Muesli-style foods are associated with health problems in rabbits and should not be fed.
Take note of the amount each rabbit eats and drinks every day, and watch out for any changes in an individual’s eating, drinking or toileting habits. For example, if the number of droppings gets less or stops, or if soft droppings are sticking to his/her back end, talk to your vet straight away as your rabbit could be seriously ill.
Don’t make any sudden changes to your rabbits’ diet as this could make them very ill. Introduce new foods and make any necessary changes gradually to avoid upsetting their digestive systems. By keeping a careful eye on your rabbits, you will be able to adjust how much you feed them to make sure they don’t become underweight or overweight.
MAKE SURE YOUR RABBITS ARE PROTECTED FROM PAIN, SUFFERING, INJURY AND DISEASE
Rabbits feel pain in the same way as other mammals, including people, but they are not very good at showing outward signs of distress and may be suffering a great deal before you notice anything is wrong.

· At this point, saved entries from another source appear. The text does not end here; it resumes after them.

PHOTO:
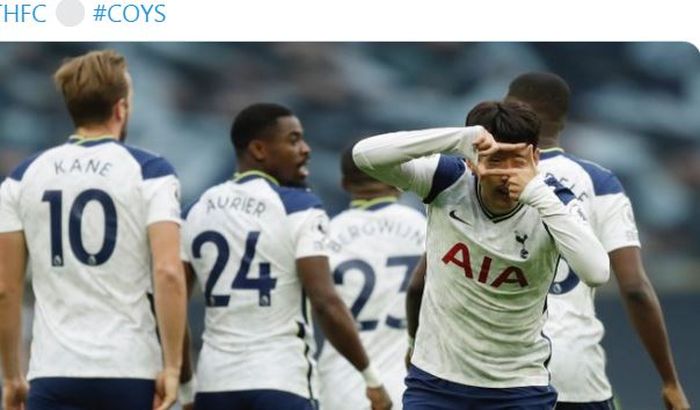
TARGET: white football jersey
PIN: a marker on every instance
(484, 301)
(243, 238)
(374, 247)
(84, 207)
(578, 359)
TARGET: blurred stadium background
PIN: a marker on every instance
(635, 110)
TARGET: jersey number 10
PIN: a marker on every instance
(75, 224)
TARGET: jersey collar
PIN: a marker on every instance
(551, 152)
(76, 139)
(243, 177)
(372, 204)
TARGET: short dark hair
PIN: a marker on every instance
(547, 93)
(91, 84)
(351, 173)
(253, 121)
(510, 122)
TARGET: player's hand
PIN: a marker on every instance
(14, 394)
(379, 398)
(167, 383)
(485, 144)
(674, 398)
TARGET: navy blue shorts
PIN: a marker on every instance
(253, 400)
(70, 393)
(598, 405)
(427, 392)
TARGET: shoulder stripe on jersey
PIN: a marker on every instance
(604, 181)
(243, 177)
(373, 204)
(448, 171)
(19, 171)
(152, 165)
(297, 199)
(186, 210)
(90, 142)
(565, 195)
(548, 153)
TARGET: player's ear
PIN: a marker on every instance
(121, 109)
(257, 150)
(536, 156)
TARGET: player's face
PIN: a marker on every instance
(494, 188)
(288, 153)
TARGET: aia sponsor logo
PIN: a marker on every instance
(459, 255)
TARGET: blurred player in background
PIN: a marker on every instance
(578, 359)
(494, 239)
(97, 220)
(374, 248)
(258, 246)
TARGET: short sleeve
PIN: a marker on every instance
(311, 233)
(162, 197)
(440, 175)
(614, 221)
(10, 220)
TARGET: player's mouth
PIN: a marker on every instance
(502, 191)
(303, 169)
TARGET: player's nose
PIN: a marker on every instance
(305, 149)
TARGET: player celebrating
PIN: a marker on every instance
(84, 215)
(258, 247)
(493, 244)
(374, 247)
(578, 359)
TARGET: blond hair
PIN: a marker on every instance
(91, 84)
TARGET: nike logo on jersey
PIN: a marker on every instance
(521, 238)
(453, 215)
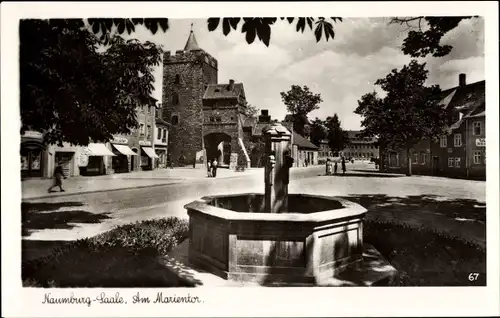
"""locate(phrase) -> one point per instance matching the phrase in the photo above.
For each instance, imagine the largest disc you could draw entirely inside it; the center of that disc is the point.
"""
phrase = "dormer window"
(175, 98)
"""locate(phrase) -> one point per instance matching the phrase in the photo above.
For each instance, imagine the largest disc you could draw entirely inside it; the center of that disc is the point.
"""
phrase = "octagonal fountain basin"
(232, 236)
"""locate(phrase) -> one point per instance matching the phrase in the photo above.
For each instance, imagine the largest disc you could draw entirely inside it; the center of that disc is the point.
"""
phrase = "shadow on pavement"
(42, 216)
(79, 264)
(466, 210)
(363, 175)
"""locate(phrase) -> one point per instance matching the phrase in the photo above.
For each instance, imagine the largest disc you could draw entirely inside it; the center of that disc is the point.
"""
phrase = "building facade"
(205, 116)
(361, 148)
(462, 151)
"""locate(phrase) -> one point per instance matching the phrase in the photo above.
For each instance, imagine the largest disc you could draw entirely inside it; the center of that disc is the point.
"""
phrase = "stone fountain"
(277, 237)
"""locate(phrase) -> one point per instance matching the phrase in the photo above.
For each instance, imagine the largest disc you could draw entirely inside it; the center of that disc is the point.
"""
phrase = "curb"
(59, 194)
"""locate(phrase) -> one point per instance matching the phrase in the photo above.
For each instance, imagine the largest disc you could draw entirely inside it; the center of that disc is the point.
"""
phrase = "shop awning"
(98, 150)
(125, 150)
(150, 152)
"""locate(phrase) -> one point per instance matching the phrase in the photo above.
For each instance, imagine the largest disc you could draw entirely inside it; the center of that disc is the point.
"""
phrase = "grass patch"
(427, 258)
(127, 256)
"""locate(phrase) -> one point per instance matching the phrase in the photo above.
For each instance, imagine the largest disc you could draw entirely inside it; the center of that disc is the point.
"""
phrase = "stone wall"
(195, 70)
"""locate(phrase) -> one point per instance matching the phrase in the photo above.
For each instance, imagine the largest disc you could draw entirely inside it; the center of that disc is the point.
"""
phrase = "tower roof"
(191, 44)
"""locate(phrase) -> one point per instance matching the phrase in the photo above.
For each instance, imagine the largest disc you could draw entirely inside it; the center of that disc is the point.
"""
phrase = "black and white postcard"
(175, 159)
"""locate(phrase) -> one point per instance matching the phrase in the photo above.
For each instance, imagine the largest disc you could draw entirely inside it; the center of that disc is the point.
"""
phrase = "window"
(477, 157)
(175, 98)
(443, 142)
(457, 140)
(451, 161)
(423, 155)
(415, 158)
(477, 129)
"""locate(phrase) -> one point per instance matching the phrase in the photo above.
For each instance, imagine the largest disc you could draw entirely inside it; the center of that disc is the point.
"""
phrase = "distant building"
(361, 148)
(460, 153)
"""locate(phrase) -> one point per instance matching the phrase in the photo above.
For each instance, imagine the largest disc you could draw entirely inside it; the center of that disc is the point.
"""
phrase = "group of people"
(334, 165)
(212, 168)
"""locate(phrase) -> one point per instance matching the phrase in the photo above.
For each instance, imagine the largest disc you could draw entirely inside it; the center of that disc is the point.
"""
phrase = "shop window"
(477, 128)
(175, 120)
(457, 140)
(443, 142)
(175, 98)
(451, 162)
(415, 158)
(477, 157)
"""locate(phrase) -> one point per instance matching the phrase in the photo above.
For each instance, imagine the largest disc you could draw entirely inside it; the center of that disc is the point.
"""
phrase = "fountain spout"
(277, 168)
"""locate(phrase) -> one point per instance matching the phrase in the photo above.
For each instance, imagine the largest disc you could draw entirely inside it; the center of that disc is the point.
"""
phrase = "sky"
(341, 70)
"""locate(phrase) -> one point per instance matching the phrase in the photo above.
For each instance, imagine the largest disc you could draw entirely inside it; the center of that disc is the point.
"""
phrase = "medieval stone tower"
(186, 75)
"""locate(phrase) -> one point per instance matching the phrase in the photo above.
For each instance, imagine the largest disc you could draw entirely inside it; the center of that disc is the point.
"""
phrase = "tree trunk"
(408, 158)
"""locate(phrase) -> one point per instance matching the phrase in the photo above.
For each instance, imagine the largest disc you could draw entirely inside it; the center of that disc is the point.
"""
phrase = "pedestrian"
(58, 176)
(214, 168)
(209, 169)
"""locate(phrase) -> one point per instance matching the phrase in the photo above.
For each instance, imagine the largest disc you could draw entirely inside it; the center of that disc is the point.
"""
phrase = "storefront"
(161, 152)
(121, 162)
(33, 155)
(93, 160)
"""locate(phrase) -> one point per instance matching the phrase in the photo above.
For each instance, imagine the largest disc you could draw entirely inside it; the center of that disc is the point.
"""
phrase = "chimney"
(461, 80)
(264, 116)
(231, 85)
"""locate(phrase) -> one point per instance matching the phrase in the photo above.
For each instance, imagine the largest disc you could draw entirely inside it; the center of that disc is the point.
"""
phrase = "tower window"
(175, 98)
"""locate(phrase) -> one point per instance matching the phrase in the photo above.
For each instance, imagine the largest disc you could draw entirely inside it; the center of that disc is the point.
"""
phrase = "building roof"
(468, 100)
(222, 91)
(303, 143)
(192, 44)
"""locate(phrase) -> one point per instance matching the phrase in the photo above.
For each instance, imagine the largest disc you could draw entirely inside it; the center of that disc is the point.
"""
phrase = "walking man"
(214, 168)
(58, 176)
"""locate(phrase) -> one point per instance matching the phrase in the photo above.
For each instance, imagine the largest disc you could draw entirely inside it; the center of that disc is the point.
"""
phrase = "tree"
(73, 92)
(409, 113)
(300, 101)
(319, 131)
(420, 42)
(252, 27)
(338, 139)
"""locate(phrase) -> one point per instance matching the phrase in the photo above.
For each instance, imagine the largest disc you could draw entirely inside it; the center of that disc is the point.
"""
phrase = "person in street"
(58, 176)
(214, 168)
(209, 169)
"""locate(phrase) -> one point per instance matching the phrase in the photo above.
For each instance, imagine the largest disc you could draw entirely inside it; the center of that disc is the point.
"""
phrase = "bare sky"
(342, 70)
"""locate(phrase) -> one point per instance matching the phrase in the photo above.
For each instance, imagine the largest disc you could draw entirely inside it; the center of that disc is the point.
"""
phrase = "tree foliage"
(74, 92)
(300, 101)
(338, 139)
(410, 111)
(420, 42)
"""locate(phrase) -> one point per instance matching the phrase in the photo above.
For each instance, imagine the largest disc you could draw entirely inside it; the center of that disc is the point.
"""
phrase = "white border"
(470, 301)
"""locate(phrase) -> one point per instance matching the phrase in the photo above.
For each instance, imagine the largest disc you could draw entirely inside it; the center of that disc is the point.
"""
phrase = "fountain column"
(277, 169)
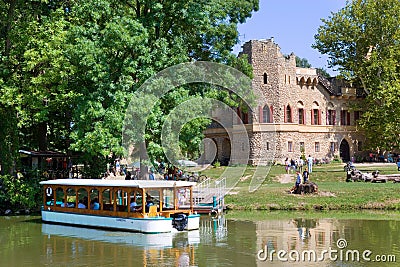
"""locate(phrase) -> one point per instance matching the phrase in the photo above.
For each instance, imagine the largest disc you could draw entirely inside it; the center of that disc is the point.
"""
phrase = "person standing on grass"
(300, 164)
(298, 180)
(310, 161)
(305, 176)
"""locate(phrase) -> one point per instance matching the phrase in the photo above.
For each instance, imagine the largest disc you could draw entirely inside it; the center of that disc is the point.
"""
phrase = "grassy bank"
(334, 192)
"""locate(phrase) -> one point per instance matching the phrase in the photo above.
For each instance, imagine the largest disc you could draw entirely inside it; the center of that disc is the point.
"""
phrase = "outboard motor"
(180, 221)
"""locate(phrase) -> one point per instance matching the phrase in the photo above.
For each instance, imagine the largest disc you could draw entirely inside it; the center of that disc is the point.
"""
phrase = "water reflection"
(25, 241)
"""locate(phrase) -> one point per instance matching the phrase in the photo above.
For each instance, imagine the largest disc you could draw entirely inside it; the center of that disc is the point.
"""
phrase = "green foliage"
(70, 68)
(20, 193)
(302, 63)
(363, 43)
(323, 72)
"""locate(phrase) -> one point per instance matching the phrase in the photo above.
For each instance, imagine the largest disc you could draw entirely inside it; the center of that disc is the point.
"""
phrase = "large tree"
(69, 68)
(363, 43)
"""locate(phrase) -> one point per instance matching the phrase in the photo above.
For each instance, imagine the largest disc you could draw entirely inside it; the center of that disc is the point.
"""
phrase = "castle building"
(298, 112)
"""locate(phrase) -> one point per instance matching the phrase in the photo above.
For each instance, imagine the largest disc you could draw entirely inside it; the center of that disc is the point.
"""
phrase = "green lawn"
(334, 192)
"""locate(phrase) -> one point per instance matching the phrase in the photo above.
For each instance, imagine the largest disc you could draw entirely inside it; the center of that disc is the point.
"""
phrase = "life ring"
(214, 213)
(49, 191)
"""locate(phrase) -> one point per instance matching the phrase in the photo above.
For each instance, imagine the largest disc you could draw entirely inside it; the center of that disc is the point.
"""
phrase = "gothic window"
(288, 114)
(267, 118)
(301, 116)
(316, 114)
(331, 117)
(344, 117)
(265, 78)
(357, 115)
(315, 117)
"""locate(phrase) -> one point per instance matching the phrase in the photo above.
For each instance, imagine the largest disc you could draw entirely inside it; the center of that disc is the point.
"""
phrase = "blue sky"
(293, 24)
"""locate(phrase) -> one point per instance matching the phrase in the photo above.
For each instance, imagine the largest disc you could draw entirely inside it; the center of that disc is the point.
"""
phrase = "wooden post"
(191, 199)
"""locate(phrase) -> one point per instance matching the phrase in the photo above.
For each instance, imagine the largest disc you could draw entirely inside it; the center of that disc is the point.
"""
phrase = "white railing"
(206, 191)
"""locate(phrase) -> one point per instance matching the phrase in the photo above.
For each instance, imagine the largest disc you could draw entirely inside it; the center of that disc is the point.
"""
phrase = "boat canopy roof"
(119, 183)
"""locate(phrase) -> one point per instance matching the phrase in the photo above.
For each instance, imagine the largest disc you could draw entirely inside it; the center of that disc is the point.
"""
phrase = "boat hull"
(144, 225)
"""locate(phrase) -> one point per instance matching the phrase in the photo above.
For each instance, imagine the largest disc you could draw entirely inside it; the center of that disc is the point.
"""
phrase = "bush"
(24, 193)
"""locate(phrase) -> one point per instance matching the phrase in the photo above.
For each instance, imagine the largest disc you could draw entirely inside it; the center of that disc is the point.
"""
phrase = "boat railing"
(210, 192)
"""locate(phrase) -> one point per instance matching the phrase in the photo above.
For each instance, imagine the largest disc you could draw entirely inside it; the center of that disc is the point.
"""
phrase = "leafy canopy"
(362, 41)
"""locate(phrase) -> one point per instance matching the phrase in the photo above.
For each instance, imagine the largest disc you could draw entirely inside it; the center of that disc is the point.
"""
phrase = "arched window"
(288, 114)
(316, 114)
(267, 118)
(265, 78)
(330, 114)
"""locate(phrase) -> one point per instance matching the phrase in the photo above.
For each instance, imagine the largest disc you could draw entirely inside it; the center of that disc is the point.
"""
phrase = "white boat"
(160, 240)
(129, 205)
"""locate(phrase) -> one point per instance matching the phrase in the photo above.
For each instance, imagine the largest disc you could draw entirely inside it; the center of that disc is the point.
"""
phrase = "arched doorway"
(344, 150)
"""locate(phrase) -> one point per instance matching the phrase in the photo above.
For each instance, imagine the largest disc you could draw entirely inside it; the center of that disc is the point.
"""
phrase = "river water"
(248, 239)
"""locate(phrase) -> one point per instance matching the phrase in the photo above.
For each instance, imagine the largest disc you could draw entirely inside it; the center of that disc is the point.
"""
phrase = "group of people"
(298, 164)
(83, 204)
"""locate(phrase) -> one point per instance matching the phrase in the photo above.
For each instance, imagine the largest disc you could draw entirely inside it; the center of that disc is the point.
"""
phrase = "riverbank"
(333, 192)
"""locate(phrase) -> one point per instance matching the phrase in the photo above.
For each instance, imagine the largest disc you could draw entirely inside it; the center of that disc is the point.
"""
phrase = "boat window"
(82, 198)
(94, 199)
(71, 197)
(152, 199)
(122, 200)
(60, 197)
(49, 196)
(136, 201)
(183, 195)
(108, 199)
(168, 195)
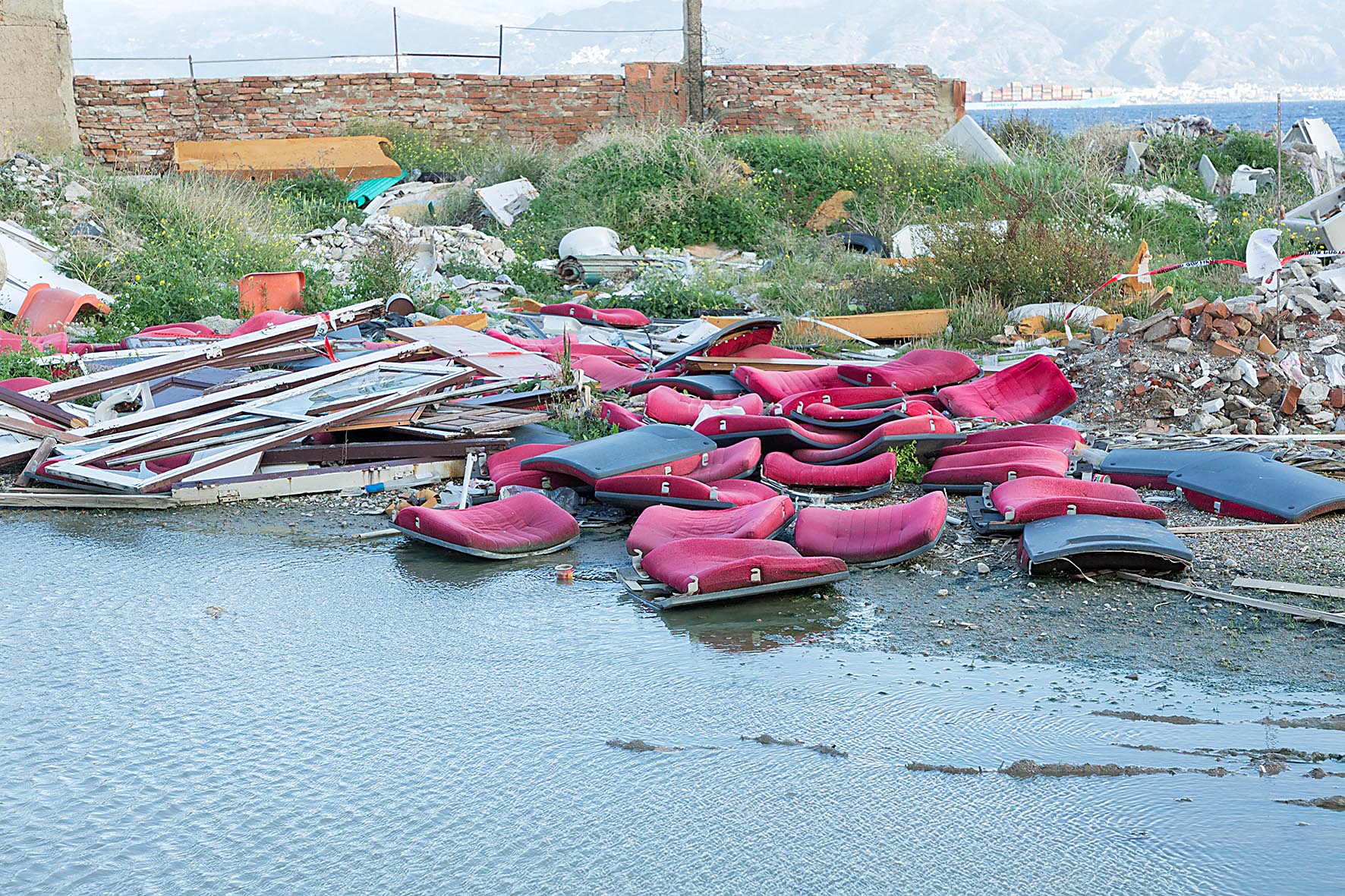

A change in the way a rabbit normally behaves can be an early sign he/she is ill or in pain. If a rabbit is not eating or is more quiet than usual, he/she is highly likely to be sick, or in pain, in which case you should talk to your vet immediately.
Rabbits are vulnerable to many infectious diseases and other illnesses, especially dental disease. They can catch deadly contagious diseases from wild rabbits so you should prevent your rabbits from having contact with wild rabbits or areas where wild rabbits have been.
Some breeds of rabbit have been selected for exaggerated physical features which can cause them to suffer and reduce their quality of life, while certain breeds are particularly prone to inherited disorders and diseases.